Landscaping is the third leg of a design triangle; the first two legs are the topography of the site itself and the architecture of the house, both of which form a pattern of shapes. Design happens when you recognize the pattern and do one of two things: conform to it, or move in counterpoint. These are the first five things I do when I walk a property for a design consult:

1. I note the geometry of both the house and the site, and play against the strongest shape on each side when configuring the space and selecting materials. Design requires dynamic tension to be successful.

2. I evaluate the width and orientation of walkways, and establish sight lines throughout the property. At every turn and every vantage point I ask, What do I see, and what do I want to see? I draw sight lines from the interior of the house, too; the view from the living room is just as important as the view from the deck.

3. I assess the terrain and the soil condition, with an eye toward turning the natural habit of the land to advantage. A boggy area can become a wetland garden, a sandy slope an oasis of lavender or Russian sage. You may as well cooperate with Nature from the start, because she wins, anyway!

4. I chart the path of the sun, and note the number of hours given to each section of the property. I note the quality of the sunlight, as well; is it four hours of midday sun, or four hours in the late afternoon? This is important info for the people spaces, as well.

5. I track the seasonal color of perennials, shrubs and trees, and plan ways to augment those colors to highlight different areas of the property throughout the year. Think of the site as a symphony ~ when the violins come up, the horns go down, and that shift in focus allows you to enjoy every aspect of the piece.


More than half of my business comes from redesigning sites that originally were done by someone else, putting to rights landscape projects that may technically be fine but aren’t what the owner envisioned. How can you keep this from happening to you?

Ask to see the designer’s favorite projects: if they all look vaguely the same, the designer’s own style is being showcased and your style likely will be pushed aside.

Ask to see some sites that were done a few years ago: if the plants are growing in well, if they seem to have become part of the property, you’ve got someone who knows how to select the right material for the site. If the stonework has settled but not shifted, you’ve got someone who knows how to choose the right stone, and the right installer, for the job.

Ask to speak with other clients: find out if they were happy with the way the project went. Find out the best aspect, and the worst aspect, of working with that person. Landscape projects are like mini-marriages, and the same issues of compatibility and communication can make or break the relationship.

Ask for what you want: if you want a landscape that’s peaceful and serene, say it, and resist the temptation (your own or the designer’s) to shoehorn that description into any one style. Maybe a Zen garden is the perfect thing, maybe it isn’t; there are all kinds of ways to create tranquility in the landscape. Talk about what those terms mean to you, and ask how that meaning can be interpreted in color and material as well as in design.

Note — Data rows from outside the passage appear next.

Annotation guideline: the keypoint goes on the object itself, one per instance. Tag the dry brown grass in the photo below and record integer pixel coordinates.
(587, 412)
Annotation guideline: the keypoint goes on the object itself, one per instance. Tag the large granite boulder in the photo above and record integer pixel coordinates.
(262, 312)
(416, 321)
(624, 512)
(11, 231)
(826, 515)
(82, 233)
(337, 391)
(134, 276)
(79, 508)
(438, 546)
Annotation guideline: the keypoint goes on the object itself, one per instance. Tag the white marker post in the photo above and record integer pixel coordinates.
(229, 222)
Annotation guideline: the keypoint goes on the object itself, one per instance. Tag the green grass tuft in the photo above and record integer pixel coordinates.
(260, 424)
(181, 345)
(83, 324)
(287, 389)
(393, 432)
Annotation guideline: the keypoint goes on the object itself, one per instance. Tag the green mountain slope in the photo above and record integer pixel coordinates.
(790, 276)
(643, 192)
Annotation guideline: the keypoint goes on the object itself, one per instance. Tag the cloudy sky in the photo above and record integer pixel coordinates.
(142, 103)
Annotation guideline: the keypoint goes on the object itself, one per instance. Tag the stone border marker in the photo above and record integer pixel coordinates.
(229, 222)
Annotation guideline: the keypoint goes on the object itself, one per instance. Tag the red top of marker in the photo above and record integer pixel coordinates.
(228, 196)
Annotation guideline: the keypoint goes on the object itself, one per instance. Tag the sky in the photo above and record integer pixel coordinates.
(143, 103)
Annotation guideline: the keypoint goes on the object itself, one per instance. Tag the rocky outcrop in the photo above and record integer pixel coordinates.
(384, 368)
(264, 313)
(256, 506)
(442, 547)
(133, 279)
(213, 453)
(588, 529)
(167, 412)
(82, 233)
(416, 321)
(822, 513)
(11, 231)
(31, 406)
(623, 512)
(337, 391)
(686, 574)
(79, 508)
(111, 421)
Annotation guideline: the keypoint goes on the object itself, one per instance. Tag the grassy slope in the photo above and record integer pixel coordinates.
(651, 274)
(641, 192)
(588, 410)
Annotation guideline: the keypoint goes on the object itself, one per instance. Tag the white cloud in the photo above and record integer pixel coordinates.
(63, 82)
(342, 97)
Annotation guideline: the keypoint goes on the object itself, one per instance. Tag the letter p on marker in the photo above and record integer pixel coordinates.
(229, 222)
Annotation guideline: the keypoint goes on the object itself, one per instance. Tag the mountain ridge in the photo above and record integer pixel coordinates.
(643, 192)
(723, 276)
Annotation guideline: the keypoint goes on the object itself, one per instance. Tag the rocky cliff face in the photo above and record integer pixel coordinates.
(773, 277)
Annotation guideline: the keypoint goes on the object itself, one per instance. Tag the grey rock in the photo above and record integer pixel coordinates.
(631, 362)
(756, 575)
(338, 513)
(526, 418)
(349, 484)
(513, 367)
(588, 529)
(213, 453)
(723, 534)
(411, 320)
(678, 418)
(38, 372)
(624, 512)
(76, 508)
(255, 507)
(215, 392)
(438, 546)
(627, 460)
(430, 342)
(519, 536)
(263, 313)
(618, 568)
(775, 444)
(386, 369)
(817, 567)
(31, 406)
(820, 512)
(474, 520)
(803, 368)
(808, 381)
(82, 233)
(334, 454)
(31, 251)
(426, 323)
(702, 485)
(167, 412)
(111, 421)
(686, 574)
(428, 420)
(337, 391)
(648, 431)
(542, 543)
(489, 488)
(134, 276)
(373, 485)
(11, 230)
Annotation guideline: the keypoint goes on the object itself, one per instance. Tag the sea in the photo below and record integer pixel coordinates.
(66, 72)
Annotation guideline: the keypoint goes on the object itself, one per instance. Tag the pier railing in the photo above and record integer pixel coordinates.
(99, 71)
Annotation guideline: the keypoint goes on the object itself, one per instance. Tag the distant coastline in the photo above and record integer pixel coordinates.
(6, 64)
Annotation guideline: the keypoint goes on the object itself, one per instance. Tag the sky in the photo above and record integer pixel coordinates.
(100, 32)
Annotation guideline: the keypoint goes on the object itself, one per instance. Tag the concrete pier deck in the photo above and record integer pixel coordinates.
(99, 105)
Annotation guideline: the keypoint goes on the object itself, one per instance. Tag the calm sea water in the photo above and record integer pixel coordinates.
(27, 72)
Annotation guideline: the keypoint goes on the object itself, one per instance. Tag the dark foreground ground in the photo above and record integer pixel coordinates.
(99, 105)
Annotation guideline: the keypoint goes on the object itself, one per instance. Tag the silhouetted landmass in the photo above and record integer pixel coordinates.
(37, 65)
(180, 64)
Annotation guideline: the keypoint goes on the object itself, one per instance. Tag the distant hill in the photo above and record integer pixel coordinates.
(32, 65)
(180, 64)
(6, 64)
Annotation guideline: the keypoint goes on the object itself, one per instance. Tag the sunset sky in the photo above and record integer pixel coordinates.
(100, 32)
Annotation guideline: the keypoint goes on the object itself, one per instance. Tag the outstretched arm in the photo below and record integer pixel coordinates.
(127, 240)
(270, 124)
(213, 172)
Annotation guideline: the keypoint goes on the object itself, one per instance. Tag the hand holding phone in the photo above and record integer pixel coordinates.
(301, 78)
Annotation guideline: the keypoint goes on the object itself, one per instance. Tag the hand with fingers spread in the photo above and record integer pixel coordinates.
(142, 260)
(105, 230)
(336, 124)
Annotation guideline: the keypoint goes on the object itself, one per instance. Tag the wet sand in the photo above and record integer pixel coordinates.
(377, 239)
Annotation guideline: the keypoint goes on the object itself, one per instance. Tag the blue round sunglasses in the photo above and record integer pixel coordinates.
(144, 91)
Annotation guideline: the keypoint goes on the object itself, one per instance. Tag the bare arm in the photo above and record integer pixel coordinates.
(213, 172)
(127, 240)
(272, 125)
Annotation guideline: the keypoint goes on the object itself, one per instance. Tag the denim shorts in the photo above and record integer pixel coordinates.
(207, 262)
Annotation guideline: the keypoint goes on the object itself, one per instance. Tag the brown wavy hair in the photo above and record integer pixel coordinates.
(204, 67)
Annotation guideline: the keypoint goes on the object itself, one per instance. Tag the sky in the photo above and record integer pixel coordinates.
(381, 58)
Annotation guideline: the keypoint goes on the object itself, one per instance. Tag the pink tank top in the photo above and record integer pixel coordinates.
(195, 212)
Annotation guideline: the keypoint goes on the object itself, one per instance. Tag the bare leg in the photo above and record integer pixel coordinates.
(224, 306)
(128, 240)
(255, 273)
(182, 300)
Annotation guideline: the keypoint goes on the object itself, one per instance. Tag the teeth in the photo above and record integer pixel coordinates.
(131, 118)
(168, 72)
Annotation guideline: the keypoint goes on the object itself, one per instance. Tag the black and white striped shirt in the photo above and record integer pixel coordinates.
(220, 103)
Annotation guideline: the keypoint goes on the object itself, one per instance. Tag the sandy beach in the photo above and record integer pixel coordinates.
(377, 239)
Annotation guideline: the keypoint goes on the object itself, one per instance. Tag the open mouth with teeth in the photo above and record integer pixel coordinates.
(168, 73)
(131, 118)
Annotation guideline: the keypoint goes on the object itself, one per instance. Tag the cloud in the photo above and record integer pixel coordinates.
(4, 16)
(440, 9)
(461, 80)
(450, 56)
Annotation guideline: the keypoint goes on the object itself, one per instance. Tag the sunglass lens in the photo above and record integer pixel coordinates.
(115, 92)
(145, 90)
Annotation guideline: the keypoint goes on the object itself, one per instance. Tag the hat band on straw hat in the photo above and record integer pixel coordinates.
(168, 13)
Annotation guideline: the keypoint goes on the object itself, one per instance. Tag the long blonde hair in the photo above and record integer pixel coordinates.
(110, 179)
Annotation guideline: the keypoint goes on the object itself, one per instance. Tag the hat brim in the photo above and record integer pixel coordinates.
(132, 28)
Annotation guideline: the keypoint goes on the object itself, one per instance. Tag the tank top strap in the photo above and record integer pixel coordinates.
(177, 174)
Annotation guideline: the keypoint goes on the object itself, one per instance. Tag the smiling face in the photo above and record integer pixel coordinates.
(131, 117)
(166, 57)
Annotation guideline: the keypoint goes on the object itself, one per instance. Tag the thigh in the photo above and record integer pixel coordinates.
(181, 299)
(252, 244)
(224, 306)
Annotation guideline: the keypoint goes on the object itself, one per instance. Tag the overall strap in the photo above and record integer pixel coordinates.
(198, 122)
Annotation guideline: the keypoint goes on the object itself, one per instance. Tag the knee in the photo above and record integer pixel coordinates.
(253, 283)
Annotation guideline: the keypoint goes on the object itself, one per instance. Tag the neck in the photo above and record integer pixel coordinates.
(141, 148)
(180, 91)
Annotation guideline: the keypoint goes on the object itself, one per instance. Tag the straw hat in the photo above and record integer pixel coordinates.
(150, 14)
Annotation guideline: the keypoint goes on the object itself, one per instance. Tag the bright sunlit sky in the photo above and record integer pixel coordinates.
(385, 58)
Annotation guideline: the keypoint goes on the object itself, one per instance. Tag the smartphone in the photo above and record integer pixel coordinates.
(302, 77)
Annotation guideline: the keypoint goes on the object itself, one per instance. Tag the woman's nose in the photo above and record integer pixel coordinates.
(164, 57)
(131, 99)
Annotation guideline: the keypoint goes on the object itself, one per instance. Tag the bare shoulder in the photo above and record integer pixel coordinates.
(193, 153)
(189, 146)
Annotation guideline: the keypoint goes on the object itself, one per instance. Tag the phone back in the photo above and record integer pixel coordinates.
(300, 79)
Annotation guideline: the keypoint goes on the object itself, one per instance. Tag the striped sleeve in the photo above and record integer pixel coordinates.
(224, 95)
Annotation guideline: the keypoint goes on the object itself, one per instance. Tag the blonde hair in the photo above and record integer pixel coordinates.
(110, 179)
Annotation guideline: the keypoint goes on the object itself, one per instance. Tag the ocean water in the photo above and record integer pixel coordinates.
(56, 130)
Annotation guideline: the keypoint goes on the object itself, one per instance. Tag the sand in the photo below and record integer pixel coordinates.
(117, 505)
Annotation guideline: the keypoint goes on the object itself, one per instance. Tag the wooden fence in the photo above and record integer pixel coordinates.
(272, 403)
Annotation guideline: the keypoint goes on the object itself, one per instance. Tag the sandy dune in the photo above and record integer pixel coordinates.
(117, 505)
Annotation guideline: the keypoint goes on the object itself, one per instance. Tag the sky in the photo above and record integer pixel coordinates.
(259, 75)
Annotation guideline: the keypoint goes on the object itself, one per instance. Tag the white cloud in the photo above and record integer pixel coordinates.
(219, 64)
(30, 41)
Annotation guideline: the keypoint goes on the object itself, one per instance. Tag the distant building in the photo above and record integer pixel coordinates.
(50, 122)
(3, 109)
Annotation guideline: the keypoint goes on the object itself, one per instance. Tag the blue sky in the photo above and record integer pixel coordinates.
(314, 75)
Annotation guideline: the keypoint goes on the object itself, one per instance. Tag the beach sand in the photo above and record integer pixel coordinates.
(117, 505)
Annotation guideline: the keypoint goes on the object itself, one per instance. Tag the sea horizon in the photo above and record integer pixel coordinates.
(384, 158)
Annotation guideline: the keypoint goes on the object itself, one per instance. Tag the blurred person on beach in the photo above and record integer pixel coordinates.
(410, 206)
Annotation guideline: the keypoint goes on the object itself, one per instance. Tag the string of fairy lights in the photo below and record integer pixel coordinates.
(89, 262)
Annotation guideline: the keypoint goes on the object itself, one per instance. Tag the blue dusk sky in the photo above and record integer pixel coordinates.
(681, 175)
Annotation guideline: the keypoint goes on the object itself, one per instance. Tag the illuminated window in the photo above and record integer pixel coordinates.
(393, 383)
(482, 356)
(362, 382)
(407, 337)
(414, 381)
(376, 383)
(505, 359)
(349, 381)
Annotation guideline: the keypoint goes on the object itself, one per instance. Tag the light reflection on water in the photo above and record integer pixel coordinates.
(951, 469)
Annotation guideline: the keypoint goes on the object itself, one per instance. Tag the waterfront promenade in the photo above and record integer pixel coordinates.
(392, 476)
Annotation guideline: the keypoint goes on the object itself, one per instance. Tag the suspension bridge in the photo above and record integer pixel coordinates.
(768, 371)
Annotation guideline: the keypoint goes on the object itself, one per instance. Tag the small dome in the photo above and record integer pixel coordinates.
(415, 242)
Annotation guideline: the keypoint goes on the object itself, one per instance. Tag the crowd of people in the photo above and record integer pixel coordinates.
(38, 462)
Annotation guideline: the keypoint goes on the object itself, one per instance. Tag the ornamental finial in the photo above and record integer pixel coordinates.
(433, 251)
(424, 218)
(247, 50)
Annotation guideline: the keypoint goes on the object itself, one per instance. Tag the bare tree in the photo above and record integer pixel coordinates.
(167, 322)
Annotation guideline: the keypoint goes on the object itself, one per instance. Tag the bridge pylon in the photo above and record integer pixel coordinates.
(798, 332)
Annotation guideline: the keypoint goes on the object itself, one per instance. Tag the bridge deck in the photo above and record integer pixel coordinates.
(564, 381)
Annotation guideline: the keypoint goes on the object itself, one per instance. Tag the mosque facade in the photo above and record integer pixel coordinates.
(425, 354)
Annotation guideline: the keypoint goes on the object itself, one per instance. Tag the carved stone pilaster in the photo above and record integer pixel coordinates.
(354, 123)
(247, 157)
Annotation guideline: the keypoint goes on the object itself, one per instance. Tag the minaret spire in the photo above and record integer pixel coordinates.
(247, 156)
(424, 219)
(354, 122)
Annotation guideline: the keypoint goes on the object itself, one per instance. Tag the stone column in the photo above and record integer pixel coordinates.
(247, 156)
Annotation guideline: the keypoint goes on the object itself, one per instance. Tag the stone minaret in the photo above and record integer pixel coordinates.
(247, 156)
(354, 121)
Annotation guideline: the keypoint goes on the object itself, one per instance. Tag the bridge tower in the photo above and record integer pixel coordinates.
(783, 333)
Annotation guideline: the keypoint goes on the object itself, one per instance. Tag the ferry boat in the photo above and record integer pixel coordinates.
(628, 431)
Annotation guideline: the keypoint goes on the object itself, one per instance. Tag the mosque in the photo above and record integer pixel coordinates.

Ask why the designer is drawn to your property: if there are particular features that you adore, either in the terrain or in the architecture, you’ll want to work with someone who appreciates them.

Ask how the new plan will fit into the property: if there’s one thing worse than cookie-cutter gardens it’s ‘orphan’ gardens, installations that seem as though they don’t belong to their surroundings. Also ask how the plan fits into the ‘borrowed’ landscape, those elements of neighboring properties that are part of your visual field.

Ask how the design relates to the interior of the house: if the two styles are wildly divergent, you’ll feel an emotional disconnect that will make you uneasy in either space. Ask how the design will look from different rooms, as well, and from different levels. Downstairs, a mid-story ornamental is a tree, upstairs, it’s a flower.

Ask how much time is required to maintain the installation: if you truly only have an hour a week, be honest. Don’t let the excitement of having something new and beautiful blind you to the constraints of your real life.

Ask how much it will really cost: if you’re on a budget, you’re on a budget; both you and the designer need to feel comfortable within those financial parameters. Ask about phasing in the plan over time; good stonework and some well-placed trees can make a huge difference even to an otherwise bare property.

Ask if the designer will be on site during installation: if problems occur or questions arise, as they usually do, you’ll want the designer there to make certain that your interests prevail. The installer often is more focused on getting the job done than on maintaining the ethos of the design.


If you’re selling a house — especially in a soft real estate market — or if your parents are coming for a visit and you need to spruce up in a hurry, here are the five fastest ways to make an impact:

1.  Inventory your perennials and regroup wherever possible.  Mass plantings add drama and make a great first impression.

2.  Elevate the canopy of leggy, overgrown ornamental shrubs by removing the lower limbs.  The exposed branches are often wonderfully gnarled and knotted, and the garden takes on an open, airy feel that adds grace and fluidity.

3.  Connect planting beds ~ visually or physically ~ and remove elements that make the space seem choppy.  A unified visual field looks larger and more substantial.

4.  Prune shrubs, particularly those that crowd pathways and windows.  Older landscapes often dwarf their houses; righting the imbalance will make the house “read” bigger and brighter.

5.  Put a clean edge on the gardens and walkways, and cut mulch circles around the trees.  Good grooming isn’t just for you ~ it makes the property look polished, too.